Comparison Among All Data Replication Methods

Hi All,

I want to understand which data replication method is more economical to implement. Below are couple of methods (AFAIK):-

1. Pro2

Pros
- Real Time replication
Cons
- Paid Tool, big cost to company for each license

2. CDC

Pros
- Real Time replication
Cons
- Paid, cost for company for each CDC license (seems less then Pro2)
- Dumping data from change tables and loading that to target database is all manual process

3. Auditing

Pros
- Real Time replication
- I guess, no license required
Cons
- Dumping data from change tables and loading that to target database is all manual process

4. OpenEdge Replication

Pros
- Real Time replication
- No manual intervention (till the time both source and target are in sync)
- Target DB available in read only mode for reports.
Cons
- Paid, big cost to company for each license
- Both source and target should be on same LAN.

5. AI Roll Forward

Pros
- No License required
Cons
- No Real Time replication
- Target DB is down


Please suggest which method is more economical for a company to implement and should be reliable also.

Thanks and Regards,
 

Cringer

ProgressTalk.com Moderator
Staff member
First of all, Auditing requires a license.
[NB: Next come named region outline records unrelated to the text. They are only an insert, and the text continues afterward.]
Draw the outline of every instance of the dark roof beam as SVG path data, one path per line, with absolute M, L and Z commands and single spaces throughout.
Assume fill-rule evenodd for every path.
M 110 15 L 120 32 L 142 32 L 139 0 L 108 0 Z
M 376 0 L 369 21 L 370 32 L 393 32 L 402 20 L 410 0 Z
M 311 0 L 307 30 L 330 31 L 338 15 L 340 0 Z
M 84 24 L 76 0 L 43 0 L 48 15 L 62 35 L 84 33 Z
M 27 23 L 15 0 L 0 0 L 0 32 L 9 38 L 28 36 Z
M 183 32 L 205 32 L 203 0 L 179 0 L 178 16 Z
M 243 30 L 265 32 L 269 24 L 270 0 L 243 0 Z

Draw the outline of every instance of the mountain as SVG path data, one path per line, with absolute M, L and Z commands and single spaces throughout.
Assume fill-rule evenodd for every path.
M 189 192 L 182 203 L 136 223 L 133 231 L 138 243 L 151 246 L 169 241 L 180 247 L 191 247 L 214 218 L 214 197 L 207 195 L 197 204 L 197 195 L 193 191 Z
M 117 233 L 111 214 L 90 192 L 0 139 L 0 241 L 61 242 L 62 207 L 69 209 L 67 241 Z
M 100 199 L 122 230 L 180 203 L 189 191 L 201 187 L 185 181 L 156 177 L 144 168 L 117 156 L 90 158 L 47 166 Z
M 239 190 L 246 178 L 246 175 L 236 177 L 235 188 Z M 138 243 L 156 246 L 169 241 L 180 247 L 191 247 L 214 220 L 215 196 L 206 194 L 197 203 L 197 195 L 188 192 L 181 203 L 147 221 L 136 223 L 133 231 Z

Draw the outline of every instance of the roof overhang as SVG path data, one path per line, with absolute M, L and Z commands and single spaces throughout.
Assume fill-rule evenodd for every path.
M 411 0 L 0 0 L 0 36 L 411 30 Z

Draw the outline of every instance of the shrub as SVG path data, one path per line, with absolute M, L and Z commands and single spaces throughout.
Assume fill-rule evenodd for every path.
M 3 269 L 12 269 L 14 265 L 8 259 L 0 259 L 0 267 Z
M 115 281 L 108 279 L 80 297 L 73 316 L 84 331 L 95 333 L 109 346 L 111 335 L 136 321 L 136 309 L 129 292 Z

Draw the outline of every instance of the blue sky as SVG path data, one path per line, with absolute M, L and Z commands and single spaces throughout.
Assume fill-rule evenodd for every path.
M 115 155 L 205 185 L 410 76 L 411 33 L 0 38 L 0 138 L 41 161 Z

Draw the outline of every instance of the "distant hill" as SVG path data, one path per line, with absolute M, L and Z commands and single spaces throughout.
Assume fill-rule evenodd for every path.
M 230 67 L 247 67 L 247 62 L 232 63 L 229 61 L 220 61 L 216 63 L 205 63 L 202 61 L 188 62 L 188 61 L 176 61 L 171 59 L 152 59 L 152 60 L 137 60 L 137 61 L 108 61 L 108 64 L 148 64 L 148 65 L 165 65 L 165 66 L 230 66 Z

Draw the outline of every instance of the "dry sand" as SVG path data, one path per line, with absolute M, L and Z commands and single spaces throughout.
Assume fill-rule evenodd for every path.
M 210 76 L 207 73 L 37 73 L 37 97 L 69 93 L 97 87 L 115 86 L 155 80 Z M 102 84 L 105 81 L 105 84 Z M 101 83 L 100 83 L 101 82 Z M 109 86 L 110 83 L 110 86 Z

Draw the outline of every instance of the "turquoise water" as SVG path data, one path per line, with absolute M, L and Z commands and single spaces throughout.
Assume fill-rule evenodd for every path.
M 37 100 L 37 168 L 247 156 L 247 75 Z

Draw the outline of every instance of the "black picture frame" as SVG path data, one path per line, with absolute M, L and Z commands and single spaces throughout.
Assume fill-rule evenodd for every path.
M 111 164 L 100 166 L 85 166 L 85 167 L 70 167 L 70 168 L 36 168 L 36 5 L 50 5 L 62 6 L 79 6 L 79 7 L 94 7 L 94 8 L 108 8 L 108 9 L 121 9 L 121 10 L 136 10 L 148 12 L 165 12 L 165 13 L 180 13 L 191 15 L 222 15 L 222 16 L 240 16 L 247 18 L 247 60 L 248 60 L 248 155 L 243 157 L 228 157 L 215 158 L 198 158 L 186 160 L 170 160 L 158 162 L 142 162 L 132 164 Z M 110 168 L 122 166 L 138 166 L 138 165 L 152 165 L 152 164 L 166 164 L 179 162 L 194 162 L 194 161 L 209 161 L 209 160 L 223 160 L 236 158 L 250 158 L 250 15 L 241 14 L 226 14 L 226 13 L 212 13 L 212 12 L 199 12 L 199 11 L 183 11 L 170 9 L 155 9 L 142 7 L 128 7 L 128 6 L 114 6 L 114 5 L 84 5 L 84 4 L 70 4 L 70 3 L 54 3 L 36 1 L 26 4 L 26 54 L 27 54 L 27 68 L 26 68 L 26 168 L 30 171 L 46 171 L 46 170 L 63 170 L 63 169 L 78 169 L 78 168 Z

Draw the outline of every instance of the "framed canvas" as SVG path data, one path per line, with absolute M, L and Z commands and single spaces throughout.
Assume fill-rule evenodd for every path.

It may be it's already included in your license, but a license is required for the tool nonetheless.

That being said, and IMHO, you are approaching this all wrong. Not all data replication are created equal. You first need to evaluate what you want to achieve. What are you mitigating against. This will immediately remove some options from the list. Also, licenses are not the only cost. There is also infrastructure and training as examples. Then you need to establish what the cost of NOT implementing them is in the worst case scenario. Then you can evaluate the financial and physical costs of the solutions against the cost of not implementing them and see what the actual benefits are. It's called a cost benefit analysis.

Once you have done this you can take your analysis to the business and have your argument ready to go as to why they need to pay for something.

Also, cutting corners and using tools that are not designed for replication to do replication will cost you more than you think in R&D time and ongoing maintenance as well.
 

TomBascom

Curmudgeon
Using after imaging to maintain a hot spare probably puts you in the position of needing “DR” licenses. In which case you should just go ahead and license OE Replication since that is the same cost.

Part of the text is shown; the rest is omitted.